For the last two years, Rachel Muston, a 32-year-old IT worker for the Canadian government in Ottawa, has been taking steps to reduce her carbon footprint - composting, line-drying clothes, installing an efficient furnace in her three-storey house.

About a year ago, though, she decided to "go big" in her effort to be more environmentally responsible. After mulling the idea over for several weeks, she and her husband, Scott Young, did something many would find unthinkable: they unplugged their fridge. For good. "It's been a while, and we're pretty happy," Muston says. "We're surprised at how easy it's been."

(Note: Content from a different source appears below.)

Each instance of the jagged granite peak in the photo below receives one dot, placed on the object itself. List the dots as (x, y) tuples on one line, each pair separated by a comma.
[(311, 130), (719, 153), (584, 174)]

As drastic as the move might seem, a small segment of the green movement has come to regard the refrigerator as an unacceptable drain on energy, and is choosing to live without it. Muston estimates that her own fridge, which was in the house when they bought it five years ago and probably dates back much longer, used 1,300kWh per year, or produced roughly 2,000lbs of CO2 - the same amount from burning 105 gallons of petrol. And even a newer, more efficient model would have used too much energy, she says, "because I'm getting along fine without one".

Muston now uses a small freezer in the basement in tandem with a cool box upstairs; the cool box is kept cold by two-litre soft drink bottles full of frozen water, which are rotated to the freezer when they melt. (The fridge, meanwhile, sits empty in the kitchen.)